US banks borrow less but still lean heavily on Fed

04 Jan, 2009

US banks' direct borrowing from the Federal Reserve slipped in the latest week but the financial system remained heavily dependent on the lender of last resort amid the biggest credit crisis in many decades, Fed data released on Friday showed. Banks' overall borrowings averaged $187.77 billion per day in the week ended December 31, down from an average $196.87 billion per day the previous week.
Banks' direct borrowing via the discount window may have eased because many were choosing to tap cheap cash from an array of auction programs the Fed is running to aid financial institutions, said Michael Feroli, US economist with J.P. Morgan in New York. "With all these programs to provide year-end funding, the Fed has provided so much liquidity that there was less demand for cash via the discount window," he said.

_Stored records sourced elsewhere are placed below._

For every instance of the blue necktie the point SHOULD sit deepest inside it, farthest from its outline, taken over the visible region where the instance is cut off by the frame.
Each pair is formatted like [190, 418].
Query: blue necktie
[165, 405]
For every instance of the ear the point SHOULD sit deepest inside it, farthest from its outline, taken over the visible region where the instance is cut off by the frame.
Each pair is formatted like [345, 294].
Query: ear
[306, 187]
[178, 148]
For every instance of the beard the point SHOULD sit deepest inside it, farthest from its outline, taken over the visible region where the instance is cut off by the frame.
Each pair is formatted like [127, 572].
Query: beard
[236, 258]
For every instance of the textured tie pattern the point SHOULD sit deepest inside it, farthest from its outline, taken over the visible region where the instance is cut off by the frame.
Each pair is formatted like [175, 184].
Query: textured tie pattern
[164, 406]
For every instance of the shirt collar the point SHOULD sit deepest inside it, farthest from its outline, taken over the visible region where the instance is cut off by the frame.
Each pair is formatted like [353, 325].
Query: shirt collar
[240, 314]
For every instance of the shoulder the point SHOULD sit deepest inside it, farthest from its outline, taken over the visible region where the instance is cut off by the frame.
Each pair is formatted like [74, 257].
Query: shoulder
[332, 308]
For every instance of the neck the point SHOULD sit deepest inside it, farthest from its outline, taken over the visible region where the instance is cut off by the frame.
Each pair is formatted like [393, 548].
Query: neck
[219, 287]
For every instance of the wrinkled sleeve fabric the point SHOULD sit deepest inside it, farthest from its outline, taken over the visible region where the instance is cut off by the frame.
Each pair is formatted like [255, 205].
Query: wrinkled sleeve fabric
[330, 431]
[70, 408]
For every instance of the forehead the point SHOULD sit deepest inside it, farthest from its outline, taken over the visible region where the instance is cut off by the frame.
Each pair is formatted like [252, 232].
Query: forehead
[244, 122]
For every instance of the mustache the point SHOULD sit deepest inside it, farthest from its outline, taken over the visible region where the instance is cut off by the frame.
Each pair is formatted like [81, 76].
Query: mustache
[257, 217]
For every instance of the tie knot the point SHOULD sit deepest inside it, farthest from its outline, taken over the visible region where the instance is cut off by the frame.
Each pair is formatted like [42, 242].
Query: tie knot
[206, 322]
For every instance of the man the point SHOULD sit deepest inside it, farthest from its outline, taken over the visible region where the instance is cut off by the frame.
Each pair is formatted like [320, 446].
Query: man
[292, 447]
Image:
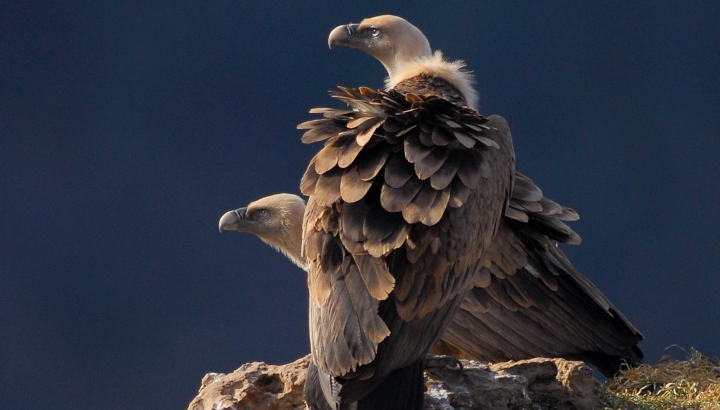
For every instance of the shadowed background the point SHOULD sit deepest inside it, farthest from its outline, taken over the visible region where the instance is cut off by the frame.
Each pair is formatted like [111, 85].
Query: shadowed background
[126, 131]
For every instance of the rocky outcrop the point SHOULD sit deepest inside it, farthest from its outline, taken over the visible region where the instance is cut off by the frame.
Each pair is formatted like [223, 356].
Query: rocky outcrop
[536, 384]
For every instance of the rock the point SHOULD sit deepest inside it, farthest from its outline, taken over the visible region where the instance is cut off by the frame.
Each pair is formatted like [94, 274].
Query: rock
[255, 385]
[452, 384]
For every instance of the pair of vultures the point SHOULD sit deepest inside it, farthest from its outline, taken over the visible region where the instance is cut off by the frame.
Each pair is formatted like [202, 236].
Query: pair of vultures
[419, 236]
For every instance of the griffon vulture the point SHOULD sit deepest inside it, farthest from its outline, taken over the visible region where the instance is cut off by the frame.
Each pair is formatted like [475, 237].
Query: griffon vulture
[404, 199]
[519, 256]
[528, 300]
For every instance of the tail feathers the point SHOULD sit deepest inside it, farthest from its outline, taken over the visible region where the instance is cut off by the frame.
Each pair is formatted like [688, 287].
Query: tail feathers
[610, 365]
[404, 389]
[313, 391]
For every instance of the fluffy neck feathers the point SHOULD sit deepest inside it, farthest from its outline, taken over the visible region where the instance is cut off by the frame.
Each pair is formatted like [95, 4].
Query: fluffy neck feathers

Liabilities on the Federal Reserve's balance sheet from its support lifelines to help the financial system weather the worst crisis since the 1930s rose to $2.249 trillion on December 31 from $2.241 trillion on December 24. The data "paints the same picture: that the Fed is continuing to provide a 'gi-normous' amount of reserves to the system," said Kim Rupert, managing director of global fixed income analysis at Action Economics LLC in San Francisco.
"That's their quantitative easing." Net portfolio holdings of the Fed's Commercial Paper Funding Facility, which is buying three-month top-rated CP to free up this key area of short-term lending, were $334.10 billion as of December 31 versus $331.69 billion on December 24.